An efficient and composable parallel task programming library

Chun Xun Lin, Tsung Wei Huang, Guannan Guo, Martin D.F. Wong

Research output: Chapter in Book/Report/Conference proceedingConference contribution

Abstract

Composability is a key component to improve programmers' productivity in writing fast market-expanding applications such as parallel machine learning algorithms and big data analytics. These applications exhibit both regular and irregular compute patterns, and are often combined with other functions or libraries to compose a larger program.
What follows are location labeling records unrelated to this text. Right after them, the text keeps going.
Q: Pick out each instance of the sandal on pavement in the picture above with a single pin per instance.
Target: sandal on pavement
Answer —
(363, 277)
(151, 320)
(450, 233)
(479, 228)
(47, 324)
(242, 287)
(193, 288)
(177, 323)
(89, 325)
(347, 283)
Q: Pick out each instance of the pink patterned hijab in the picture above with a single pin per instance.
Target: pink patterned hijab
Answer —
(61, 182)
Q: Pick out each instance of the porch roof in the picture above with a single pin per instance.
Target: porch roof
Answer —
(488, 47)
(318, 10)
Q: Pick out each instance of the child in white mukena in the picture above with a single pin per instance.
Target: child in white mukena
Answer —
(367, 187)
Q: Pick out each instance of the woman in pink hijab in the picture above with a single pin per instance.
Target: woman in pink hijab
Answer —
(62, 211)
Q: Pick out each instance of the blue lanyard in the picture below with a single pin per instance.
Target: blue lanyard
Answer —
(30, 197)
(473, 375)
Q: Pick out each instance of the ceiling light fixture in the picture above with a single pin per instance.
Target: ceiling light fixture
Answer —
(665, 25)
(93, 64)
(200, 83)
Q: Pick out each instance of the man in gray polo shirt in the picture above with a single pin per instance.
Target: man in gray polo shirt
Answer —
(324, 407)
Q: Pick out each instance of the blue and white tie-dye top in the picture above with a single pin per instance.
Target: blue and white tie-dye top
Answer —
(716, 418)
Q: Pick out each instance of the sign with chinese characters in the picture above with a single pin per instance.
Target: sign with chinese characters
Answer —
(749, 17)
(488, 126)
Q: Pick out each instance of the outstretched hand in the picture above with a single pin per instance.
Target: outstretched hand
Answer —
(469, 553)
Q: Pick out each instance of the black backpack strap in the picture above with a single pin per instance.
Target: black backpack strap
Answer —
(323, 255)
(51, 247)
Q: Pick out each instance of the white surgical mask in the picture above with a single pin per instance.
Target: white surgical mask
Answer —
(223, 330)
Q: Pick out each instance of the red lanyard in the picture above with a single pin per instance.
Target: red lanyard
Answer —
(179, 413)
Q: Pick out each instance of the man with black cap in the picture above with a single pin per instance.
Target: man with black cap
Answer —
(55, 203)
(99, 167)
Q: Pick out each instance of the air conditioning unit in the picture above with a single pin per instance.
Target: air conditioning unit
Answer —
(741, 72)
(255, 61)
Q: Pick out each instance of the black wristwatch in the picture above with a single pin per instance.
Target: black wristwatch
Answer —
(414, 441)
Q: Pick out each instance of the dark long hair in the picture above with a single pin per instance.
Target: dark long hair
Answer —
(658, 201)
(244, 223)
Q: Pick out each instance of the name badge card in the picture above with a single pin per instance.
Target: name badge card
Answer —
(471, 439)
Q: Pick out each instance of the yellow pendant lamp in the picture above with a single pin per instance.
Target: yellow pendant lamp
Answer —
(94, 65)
However, composable parallel processing has taken a back seat in many existing parallel programming libraries, making it difficult to achieve modularity in large-scale parallel programs. In this paper, we introduce a new parallel task programming library using composable tasking graphs. Our library efficiently supports task parallelism together with an intuitive task graph construction and flexible execution API set to enable reusable and composable task dependency graphs. Developers can quickly compose a large parallel program from small and modular parallel building blocks, and easily deploy the program on a multicore machine. We have evaluated our library on real-world applications. Experimental results showed our library can achieve comparable performance to Intel Threading Building Blocks with less coding effort.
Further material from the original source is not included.